Sunday, November 4, 2007

Practicing Idealism

I find that I often take time to report about my bad students on this blog, and neglect to point out the awesome students that I do have. I think we all have a tendency to do this from time to time, and unfortunately, the general trend in education is not necessarily towards "bad" students, but definitely tends towards lazy, unmotivated students who aren't used to taking responsibility for their education.*

However, this past week and a half, I have had students making excellent points and asking thought-provoking questions (I also had almost an entire room full of 55 students who didn't do the reading the day their paper was due, but that's a different story). The two comments that stick out the most follow. I long to teach roomfulls of such students someday.

This comment came the class after my students were asking me where stratification comes from (which is cool in and of itself):

"Don't you think that stratification is so ingrained into humans that it's probably just a result of our evolution?"

"Yes, yes, yes!!!" said Practicing Idealist, jumping up and down (I didn't actually jump up and down, but I was inside).

This comment came during review for an exam:

"So, I understand how Marx thought the structure of society (i.e., capitalism) was the cause of all other social consequences, but how does culture fit into his theory? Or did he discuss culture at all?"

These comments both clearly showed that some of my students are thinking about the material in my course, and I'm trying to remind myself to remember the proportion of students who are motivated to learn on the days when I despair. The are out there.

After teaching for awhile I've come to the conclusion that being a good teacher is one of the hardest jobs in our society (it's easy to be a bad teacher - we can all come up with multiple examples of them). This means, however, that bad students can lower the morale of good teachers faster than anything else. So, my new plan is to teach to the students who meet me halfway and are motivated to learn. In class discussion, therefore, beyond cursory review of the day's article, I start asking the students to talk about what interested them in the readings. This means that the students who haven't done the readings are probably left in the dust quite quickly, but it's not my job to hold their hands. I would much rather teach to the students who are thinking about the material, and have thoughtful, intelligent conversations with them.

Perhaps this makes me insensitive to the needs of the whole class, but I can only be as effective as my students are prepared.
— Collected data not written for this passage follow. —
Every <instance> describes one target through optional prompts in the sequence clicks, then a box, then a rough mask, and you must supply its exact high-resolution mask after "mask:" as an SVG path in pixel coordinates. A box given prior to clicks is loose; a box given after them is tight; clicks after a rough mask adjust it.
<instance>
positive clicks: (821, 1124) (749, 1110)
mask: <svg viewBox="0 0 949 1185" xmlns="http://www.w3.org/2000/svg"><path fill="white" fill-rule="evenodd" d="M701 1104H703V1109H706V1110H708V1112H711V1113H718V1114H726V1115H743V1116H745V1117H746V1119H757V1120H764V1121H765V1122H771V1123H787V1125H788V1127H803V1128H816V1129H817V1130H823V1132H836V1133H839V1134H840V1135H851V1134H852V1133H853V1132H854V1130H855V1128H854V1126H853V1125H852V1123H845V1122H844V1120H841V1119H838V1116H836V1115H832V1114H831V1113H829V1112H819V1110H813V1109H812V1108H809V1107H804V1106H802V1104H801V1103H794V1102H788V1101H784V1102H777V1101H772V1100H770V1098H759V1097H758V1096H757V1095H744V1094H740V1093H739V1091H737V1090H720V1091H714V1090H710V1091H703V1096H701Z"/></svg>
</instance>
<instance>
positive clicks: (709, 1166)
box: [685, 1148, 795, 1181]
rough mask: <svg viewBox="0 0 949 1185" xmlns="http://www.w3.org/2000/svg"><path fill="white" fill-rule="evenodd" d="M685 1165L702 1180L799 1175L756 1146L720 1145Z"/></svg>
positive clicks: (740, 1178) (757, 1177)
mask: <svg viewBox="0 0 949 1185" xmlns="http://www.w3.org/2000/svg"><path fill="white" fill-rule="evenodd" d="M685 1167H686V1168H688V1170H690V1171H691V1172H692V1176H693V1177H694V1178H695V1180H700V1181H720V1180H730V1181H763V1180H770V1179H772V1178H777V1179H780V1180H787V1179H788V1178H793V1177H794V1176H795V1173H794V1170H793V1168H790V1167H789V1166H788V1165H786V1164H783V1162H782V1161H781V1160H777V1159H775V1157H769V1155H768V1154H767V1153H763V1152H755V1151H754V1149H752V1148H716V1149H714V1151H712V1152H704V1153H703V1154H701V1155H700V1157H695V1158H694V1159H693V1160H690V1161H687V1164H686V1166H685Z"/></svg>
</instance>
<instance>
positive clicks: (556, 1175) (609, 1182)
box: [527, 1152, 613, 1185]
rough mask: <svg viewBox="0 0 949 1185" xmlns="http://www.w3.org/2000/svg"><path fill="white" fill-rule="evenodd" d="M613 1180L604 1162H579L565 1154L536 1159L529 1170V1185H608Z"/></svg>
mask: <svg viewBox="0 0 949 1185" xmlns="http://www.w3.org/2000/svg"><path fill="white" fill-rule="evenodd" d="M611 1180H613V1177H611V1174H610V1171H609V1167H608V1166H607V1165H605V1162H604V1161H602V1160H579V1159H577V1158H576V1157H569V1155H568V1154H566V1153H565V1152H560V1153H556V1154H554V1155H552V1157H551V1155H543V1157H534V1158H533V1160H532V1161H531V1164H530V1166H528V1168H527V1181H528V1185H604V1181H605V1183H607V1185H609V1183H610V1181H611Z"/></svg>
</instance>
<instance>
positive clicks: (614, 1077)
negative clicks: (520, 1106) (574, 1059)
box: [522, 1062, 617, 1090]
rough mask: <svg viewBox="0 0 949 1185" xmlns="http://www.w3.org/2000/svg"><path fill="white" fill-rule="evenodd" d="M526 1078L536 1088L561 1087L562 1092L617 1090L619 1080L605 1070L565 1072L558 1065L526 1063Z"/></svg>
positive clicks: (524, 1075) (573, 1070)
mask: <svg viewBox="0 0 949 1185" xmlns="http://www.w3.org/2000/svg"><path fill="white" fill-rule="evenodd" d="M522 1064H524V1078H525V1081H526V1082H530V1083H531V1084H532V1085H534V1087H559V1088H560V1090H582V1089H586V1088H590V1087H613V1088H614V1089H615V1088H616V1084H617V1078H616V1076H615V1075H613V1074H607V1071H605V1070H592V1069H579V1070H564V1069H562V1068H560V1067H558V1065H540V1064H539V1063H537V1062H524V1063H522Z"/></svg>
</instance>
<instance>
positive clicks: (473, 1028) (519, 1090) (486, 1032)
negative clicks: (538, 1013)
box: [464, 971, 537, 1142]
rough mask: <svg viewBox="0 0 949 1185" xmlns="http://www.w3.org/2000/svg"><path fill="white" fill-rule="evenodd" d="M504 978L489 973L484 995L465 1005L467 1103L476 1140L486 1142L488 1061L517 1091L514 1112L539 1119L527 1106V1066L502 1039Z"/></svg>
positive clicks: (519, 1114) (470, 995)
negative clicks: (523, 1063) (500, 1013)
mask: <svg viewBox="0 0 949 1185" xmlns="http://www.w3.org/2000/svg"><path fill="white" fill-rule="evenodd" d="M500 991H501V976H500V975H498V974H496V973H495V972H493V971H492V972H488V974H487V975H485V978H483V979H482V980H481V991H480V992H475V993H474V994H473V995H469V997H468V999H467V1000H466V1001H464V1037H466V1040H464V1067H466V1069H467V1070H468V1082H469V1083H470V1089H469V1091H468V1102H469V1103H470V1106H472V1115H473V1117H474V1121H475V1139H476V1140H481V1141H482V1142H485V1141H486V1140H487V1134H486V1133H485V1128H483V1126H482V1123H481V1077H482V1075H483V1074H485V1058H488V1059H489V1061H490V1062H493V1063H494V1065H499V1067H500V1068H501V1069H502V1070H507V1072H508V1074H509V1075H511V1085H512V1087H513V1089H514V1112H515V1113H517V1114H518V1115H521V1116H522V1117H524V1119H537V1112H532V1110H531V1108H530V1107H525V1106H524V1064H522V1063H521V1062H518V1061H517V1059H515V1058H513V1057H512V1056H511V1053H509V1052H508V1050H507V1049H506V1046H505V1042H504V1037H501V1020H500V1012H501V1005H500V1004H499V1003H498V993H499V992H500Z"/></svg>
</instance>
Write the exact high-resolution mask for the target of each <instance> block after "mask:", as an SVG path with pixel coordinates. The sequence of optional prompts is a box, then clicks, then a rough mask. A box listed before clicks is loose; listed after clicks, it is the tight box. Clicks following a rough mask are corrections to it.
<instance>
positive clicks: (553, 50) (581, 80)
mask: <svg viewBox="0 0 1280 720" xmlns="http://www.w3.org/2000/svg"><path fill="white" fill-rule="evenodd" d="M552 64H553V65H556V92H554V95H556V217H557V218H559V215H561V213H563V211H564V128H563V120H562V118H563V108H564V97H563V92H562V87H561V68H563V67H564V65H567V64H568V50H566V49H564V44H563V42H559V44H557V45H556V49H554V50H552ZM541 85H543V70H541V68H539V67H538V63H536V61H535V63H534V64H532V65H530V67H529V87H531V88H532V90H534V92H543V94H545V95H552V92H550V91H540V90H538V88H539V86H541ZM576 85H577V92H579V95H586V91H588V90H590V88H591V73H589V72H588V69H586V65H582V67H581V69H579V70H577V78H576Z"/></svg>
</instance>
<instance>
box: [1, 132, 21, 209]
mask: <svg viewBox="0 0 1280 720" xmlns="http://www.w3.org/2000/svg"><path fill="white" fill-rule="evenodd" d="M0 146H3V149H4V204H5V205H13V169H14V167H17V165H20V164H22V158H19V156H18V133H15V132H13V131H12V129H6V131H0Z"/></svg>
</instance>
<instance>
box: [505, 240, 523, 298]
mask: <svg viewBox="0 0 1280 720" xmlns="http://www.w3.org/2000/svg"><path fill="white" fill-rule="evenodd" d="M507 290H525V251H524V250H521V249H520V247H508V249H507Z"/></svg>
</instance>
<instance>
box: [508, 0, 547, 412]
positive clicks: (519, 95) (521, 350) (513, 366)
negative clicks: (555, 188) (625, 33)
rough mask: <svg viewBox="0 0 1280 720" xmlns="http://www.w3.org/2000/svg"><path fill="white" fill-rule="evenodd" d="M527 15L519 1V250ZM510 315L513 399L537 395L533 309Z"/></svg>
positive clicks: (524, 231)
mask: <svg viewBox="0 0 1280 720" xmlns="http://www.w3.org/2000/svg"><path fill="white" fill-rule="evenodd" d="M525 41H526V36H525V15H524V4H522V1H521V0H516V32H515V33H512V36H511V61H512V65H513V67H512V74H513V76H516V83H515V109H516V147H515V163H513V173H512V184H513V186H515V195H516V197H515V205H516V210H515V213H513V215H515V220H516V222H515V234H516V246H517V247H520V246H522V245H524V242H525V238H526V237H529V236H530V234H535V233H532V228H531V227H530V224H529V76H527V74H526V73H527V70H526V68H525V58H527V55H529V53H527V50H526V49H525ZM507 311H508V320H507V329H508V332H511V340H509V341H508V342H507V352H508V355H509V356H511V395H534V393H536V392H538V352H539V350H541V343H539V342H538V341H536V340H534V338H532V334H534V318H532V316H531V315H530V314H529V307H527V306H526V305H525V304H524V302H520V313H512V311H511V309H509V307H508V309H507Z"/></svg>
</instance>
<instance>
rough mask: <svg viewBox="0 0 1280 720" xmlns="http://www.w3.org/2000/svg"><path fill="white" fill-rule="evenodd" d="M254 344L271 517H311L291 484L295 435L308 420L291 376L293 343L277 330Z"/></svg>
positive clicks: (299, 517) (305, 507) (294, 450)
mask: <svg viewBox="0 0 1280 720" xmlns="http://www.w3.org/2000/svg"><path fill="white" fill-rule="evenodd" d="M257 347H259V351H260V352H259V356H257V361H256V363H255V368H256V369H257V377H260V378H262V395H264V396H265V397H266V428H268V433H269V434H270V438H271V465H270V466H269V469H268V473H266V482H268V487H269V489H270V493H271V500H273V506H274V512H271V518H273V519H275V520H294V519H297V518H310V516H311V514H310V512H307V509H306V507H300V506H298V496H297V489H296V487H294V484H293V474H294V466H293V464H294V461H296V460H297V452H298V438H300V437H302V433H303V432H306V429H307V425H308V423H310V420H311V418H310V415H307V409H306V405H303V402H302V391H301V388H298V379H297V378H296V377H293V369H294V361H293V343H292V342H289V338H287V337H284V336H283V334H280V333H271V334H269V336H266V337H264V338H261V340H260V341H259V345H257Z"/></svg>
*I blame two major things for this trend: 1) policies like No Child Left Behind, which encourage teachers to teach to the test if they want to keep their jobs, and thus promote a culture of non-creativity and non-curiosity in the classroom from a young age; 2) the "self-esteem movement" that started roughly 20 years ago, and promotes feeling good about yourself as the end-all/be-all, rather than encouraging students to achieve in order to reap the rewards of high self-esteem. We know that it's easier to change behaviors than it is to change beliefs, so it should come as no surprise that teaching students that they are incredibly awesome, without the substance to back it up, is going to lead to some disastrous consequences when they are actually asked to perform in order to get an "A."